Any British serviceman shooting someone who did not represent an immediate threat would be likely to face a court martial. At least one SAS soldier has already been investigated over allegations that he shot dead an Iraqi civilian. He was eventually cleared of any wrongdoing.
The US has about 47,000 “special forces”; but only about 1,200, including Delta Force and Seal Team Six, are comparable to British special forces units.

Yeah right:rolleyes:
Here is an interesting quote from MP:

I have seen my share of foreign special operations forces (I was part of a CJSOTF in A-stan) and they make the same damn mistakes like everyone else. The SAS are top-notch CT operators, but they are not perfect and neither is any other CT unit.

Are we trigger happy in the US SOF? You bet your ass. Does that mean that we disregard civilians or can't win "hearts and minds"? Hell no. Units on direct action missions are going to have times when they drop the hammer on someone, it's called COMBAT. We all wish that we can make the correct decisions in a split second every time, but it is not possible and very unrealistic.

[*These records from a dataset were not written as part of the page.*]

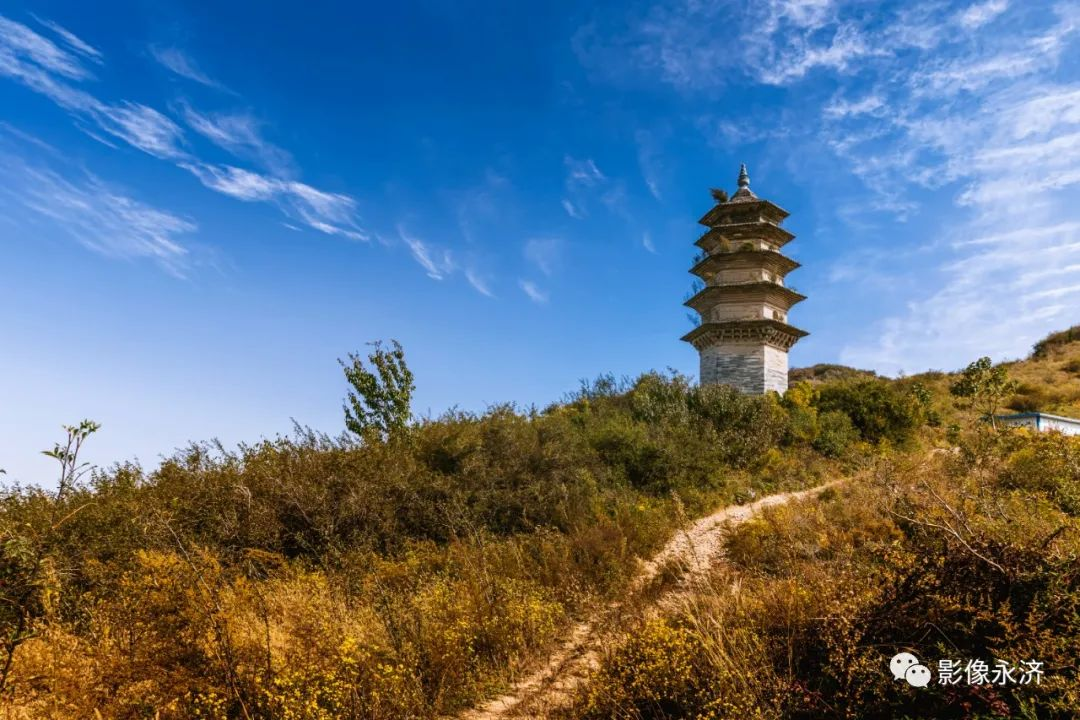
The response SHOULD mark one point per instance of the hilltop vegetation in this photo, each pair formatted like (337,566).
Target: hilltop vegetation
(415,569)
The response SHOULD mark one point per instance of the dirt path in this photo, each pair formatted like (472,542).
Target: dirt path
(692,551)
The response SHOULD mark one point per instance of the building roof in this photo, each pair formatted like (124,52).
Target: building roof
(1022,416)
(743,200)
(713,295)
(774,330)
(743,232)
(768,259)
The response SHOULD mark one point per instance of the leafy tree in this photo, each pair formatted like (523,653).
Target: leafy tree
(380,397)
(877,408)
(27,573)
(984,386)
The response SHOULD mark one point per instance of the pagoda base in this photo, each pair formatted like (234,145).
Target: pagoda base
(750,367)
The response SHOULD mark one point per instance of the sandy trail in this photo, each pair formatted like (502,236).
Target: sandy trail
(692,551)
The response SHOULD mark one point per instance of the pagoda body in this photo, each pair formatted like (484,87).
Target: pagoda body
(744,337)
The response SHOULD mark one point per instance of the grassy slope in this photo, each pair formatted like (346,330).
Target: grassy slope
(969,552)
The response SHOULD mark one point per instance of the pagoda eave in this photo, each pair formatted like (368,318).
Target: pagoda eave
(771,331)
(750,290)
(766,207)
(771,259)
(743,232)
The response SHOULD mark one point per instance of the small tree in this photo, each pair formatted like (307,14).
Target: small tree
(380,397)
(27,575)
(985,386)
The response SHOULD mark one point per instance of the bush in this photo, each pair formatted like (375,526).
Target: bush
(877,409)
(835,435)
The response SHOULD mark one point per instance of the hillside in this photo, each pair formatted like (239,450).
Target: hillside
(417,573)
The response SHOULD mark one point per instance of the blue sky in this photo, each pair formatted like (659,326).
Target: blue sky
(203,205)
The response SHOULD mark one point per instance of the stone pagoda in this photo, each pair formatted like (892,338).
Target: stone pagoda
(744,337)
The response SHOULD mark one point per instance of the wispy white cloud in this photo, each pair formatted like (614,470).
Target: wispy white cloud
(19,45)
(436,263)
(572,209)
(104,218)
(478,282)
(981,13)
(45,68)
(583,180)
(181,64)
(71,40)
(241,135)
(544,253)
(334,214)
(142,127)
(839,107)
(534,293)
(582,173)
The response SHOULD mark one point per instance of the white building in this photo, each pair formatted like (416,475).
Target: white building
(1041,422)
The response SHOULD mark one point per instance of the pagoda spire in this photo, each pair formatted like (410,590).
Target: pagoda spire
(744,190)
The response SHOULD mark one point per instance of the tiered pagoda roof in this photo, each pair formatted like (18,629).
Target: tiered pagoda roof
(744,296)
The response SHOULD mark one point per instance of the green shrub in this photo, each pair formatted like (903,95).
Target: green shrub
(877,409)
(835,435)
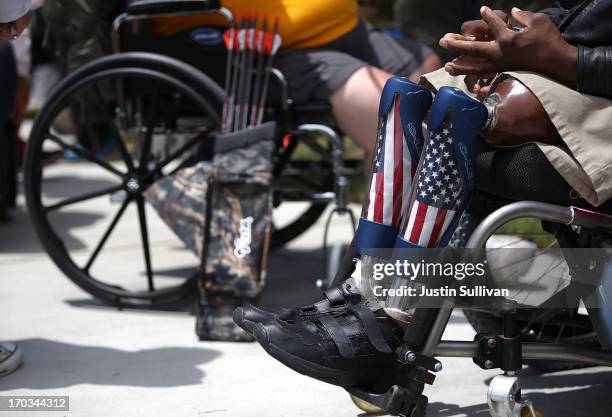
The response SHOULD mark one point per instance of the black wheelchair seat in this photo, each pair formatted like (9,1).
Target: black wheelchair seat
(161,7)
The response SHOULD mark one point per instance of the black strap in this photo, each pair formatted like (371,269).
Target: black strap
(229,141)
(372,329)
(335,296)
(338,336)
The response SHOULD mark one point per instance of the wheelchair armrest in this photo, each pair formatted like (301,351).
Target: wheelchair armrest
(161,7)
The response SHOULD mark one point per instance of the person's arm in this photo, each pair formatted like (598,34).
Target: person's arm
(595,71)
(15,17)
(537,47)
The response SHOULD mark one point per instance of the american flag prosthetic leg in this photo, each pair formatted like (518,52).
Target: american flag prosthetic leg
(445,176)
(399,141)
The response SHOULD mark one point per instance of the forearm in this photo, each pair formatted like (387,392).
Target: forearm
(594,71)
(11,10)
(563,65)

Also, their definition of special forces is ridiculous. We have over 46,000 special forces? Lol, I about fell out of my seat when I read that. Yes, we have a large special operations force, but every soldier has a specific job in order to complete a special operations mission. A SOF unit is not just made of shooters, but you need intel guys, logistical specialists, signal guys, etc. in order to get the mission done. The shooters can't move on a target without having the proper intel or comms to even assault a target and they can't even operate their missions without a strong motivated support element that can handle the pace of missions and operations (I learned that first-hand), period.

I found the article funny because they are going off the assumption that the British SOF are perfect fighters and assaulters, which is laughable. In combat, all that running up mountains and scaling cliffs mean little. It comes down to the best laid plans and execution, which comes from how a fighting unit prepares for battle, no matter if you are SF or in a national guard infantry unit.
The US has about 47,000 “special forces”; but only about 1,200, including Delta Force and Seal Team Six, are comparable to British special forces units.

If he said British SAS, he'd probably be right.

That story is written by a journalist, full of inaccuracies and also with truths.

Personally I think the US has a long way to go in learning 'hearts and minds'.

There are plenty of things the Brits and Kiwis also have a long way to go with.

Each force has it's strengths and weaknesses, listen to the criticism and see if you can learn from it and maybe improve from it.
I would take this guy with a pinch of salt perhaps. Seems he has his own agenda perhaps not so indicative of the majority.

Only last month he wrote another article 'The dangers of working with Delta'.
I read the book a few months ago, and from a strictly outsider's view of the subject matter, the book had a similar tone (regarding those reckless, dangerous American Special Operations Forces as compared to SAS) as the article above. I was disappointed.
So the book glamorises the Brits and demonizes US Special Operations. Not very pro. But I should say we have the same problem.
When "" came out it was so damn popular in the media, where the book it self was not as hype as the author would want it to be. But what dissapointed me the most is the way is portrayed US SOF when compared to Polish:
"The SEALs think about the boat guys only as cab drivers, the Poles always cleaned after the mission". The asshole never even did mention that those were "swicks", plus I've asked about that SEALs statement and it's bull to the max.